Monday, April 21, 2014

Surprise!

Some time ago I observed that people tend to value the spontaneous because they believe that to be more sincere. As long as something appears to be not to have been particularly premeditated, it has more value for a large number of us than something that seems to be well artistically manicured. In which case, there are a number of recordings on Pianonoise right now that ought to get kudos for not having the pale cast of premeditated thought sicklied over them.

That's because I often just do not have any doggone time.

The present recording, presented for your listening pleasure, is something that I just set eyes on this morning [which technically was last Thursday when I wrote this!]. I sight read it once, then turned on the microphone and played it twice. Then I discovered that yours truly had brilliantly failed to connect one of the microphone cables to the microphone itself, which, as genius as that sort of nonconformity might appear, nevertheless does not give us very good stereo. The microphone does not appreciate genius, in other words. So I plugged in the cable and did two more takes the regular way.

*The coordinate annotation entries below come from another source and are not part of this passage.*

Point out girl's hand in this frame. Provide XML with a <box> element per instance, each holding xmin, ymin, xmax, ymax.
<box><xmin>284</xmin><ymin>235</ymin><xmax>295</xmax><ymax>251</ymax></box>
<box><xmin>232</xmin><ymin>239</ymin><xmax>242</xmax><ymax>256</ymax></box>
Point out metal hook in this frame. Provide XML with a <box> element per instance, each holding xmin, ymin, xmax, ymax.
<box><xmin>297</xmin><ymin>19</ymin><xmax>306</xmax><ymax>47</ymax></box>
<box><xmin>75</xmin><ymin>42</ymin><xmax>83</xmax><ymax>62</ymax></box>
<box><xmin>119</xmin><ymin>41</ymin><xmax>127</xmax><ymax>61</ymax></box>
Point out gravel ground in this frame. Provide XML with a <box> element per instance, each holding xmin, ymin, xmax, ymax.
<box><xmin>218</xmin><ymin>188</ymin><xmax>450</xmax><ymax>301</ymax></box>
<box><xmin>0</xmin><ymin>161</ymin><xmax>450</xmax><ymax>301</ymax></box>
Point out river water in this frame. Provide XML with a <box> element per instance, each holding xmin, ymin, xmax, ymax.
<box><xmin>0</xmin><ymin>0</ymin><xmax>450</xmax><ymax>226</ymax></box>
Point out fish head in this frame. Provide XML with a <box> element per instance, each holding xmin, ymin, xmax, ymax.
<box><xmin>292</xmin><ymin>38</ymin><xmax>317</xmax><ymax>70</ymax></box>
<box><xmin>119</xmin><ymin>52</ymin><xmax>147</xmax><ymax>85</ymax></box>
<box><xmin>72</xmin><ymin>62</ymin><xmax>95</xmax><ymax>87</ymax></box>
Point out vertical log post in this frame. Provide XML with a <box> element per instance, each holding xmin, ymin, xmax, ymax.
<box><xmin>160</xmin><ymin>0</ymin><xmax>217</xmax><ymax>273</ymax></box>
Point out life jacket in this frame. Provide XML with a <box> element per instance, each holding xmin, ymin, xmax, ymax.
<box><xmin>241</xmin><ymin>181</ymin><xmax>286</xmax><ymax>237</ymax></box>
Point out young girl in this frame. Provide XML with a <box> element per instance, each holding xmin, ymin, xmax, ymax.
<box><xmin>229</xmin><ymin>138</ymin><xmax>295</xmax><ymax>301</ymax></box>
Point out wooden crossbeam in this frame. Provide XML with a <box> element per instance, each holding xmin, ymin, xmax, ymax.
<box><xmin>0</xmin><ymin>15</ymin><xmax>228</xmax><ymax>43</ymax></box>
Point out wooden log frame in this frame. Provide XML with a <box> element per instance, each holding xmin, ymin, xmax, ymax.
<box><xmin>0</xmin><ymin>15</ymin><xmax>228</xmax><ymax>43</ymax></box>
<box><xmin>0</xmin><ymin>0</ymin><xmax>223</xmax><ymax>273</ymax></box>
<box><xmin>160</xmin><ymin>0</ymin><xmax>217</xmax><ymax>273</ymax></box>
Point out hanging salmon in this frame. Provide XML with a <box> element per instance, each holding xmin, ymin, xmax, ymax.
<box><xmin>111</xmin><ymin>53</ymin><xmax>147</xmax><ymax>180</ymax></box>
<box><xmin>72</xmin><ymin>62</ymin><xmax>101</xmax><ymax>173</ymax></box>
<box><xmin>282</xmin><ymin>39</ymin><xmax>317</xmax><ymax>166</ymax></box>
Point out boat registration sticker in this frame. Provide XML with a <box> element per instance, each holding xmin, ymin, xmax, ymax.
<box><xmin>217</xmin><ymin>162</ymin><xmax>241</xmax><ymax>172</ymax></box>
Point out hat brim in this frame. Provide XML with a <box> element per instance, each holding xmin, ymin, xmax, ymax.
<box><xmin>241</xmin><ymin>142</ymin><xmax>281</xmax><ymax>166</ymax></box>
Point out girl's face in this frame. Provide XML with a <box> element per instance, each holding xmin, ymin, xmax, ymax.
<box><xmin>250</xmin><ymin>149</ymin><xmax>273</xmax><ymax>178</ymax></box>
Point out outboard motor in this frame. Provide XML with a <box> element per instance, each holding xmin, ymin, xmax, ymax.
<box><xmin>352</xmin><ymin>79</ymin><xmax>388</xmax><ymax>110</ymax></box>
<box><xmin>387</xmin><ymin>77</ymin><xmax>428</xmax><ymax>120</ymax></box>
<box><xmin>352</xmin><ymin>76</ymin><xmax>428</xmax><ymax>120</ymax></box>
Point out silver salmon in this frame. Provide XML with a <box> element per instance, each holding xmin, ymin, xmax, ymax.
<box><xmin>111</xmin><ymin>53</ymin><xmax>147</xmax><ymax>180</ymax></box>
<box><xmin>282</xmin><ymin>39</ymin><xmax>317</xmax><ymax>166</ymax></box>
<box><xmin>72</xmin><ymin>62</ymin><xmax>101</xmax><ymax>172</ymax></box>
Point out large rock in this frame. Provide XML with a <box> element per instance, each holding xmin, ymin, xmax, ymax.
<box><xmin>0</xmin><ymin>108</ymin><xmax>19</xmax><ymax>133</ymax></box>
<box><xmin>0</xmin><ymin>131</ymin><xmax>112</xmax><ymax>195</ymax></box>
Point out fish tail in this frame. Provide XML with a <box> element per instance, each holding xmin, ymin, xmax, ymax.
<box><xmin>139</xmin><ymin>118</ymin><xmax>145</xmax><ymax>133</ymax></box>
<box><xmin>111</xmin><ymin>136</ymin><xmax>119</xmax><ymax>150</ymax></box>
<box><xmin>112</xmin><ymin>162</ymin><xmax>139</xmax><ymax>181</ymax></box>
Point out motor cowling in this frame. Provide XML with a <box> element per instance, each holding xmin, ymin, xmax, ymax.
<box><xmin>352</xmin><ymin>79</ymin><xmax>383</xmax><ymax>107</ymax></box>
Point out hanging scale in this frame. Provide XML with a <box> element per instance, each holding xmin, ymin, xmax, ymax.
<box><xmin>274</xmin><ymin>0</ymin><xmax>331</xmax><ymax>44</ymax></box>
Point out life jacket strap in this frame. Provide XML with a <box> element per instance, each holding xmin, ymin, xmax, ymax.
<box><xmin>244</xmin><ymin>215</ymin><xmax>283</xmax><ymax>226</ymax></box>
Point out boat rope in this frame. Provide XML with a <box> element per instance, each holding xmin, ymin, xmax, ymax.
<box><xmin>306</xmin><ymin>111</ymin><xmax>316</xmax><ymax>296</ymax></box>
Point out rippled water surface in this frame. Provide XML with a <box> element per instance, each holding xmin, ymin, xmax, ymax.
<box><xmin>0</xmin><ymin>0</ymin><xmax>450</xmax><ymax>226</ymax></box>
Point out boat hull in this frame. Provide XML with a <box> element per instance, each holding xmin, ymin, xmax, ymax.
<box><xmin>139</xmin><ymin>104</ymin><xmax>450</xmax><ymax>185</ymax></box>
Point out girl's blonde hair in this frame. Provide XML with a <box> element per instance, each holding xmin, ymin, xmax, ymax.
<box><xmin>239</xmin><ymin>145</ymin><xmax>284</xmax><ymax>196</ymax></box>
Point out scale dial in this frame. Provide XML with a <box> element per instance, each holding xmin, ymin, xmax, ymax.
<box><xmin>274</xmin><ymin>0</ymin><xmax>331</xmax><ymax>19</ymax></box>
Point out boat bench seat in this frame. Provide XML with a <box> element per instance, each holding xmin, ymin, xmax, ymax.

By this point I was on play-throughs numbers four and five, which I suppose made me an expert, but I still hadn't known the piece for more than twenty minutes by the time I was finished. In circumstances like that, one's reaction to a piece of music is just that--a gut reaction. The interpretation has to be, well, nearly spontaneous.

Hoping that you have some sort of way to keep chronological time with this recording, I'm going to point out something that happens at the 27 second mark: a slight hesitation on my part, and a flagging of the tempo for the next few measures. This is because I found it a little odd that Mr. Telemann was taking this little harmonic excursion. It seemed as though the music were leading us in one direction and then, without really preparing us for it, he decided to look at some harmonic flowers by the side of the road. So I pointed this out by taking my time there also.

I could be wrong; also I could change my mind about it later. But I didn't have any time to reconsider, so, if you are into honest reactions to things you haven't had time to think about, here you go. And at the moment, I still think it was the right thing to do. The question, I suppose, is does this interpretive decision get the point across adequately. And was this Mr. Telemann's point to begin with. I can't ask him since he's been dead for 250 years.

Because of my sense of how harmonic language is constructed and what constitutes the normal and the abnormal, it seemed to me there was a little surprise on the page waiting for me when I got there. And for all of the words I'm throwing at it, the result is really more emotional than logical. It is, in a word: surprise! You weren't expected that, were you?

Which is one of things that makes life fun.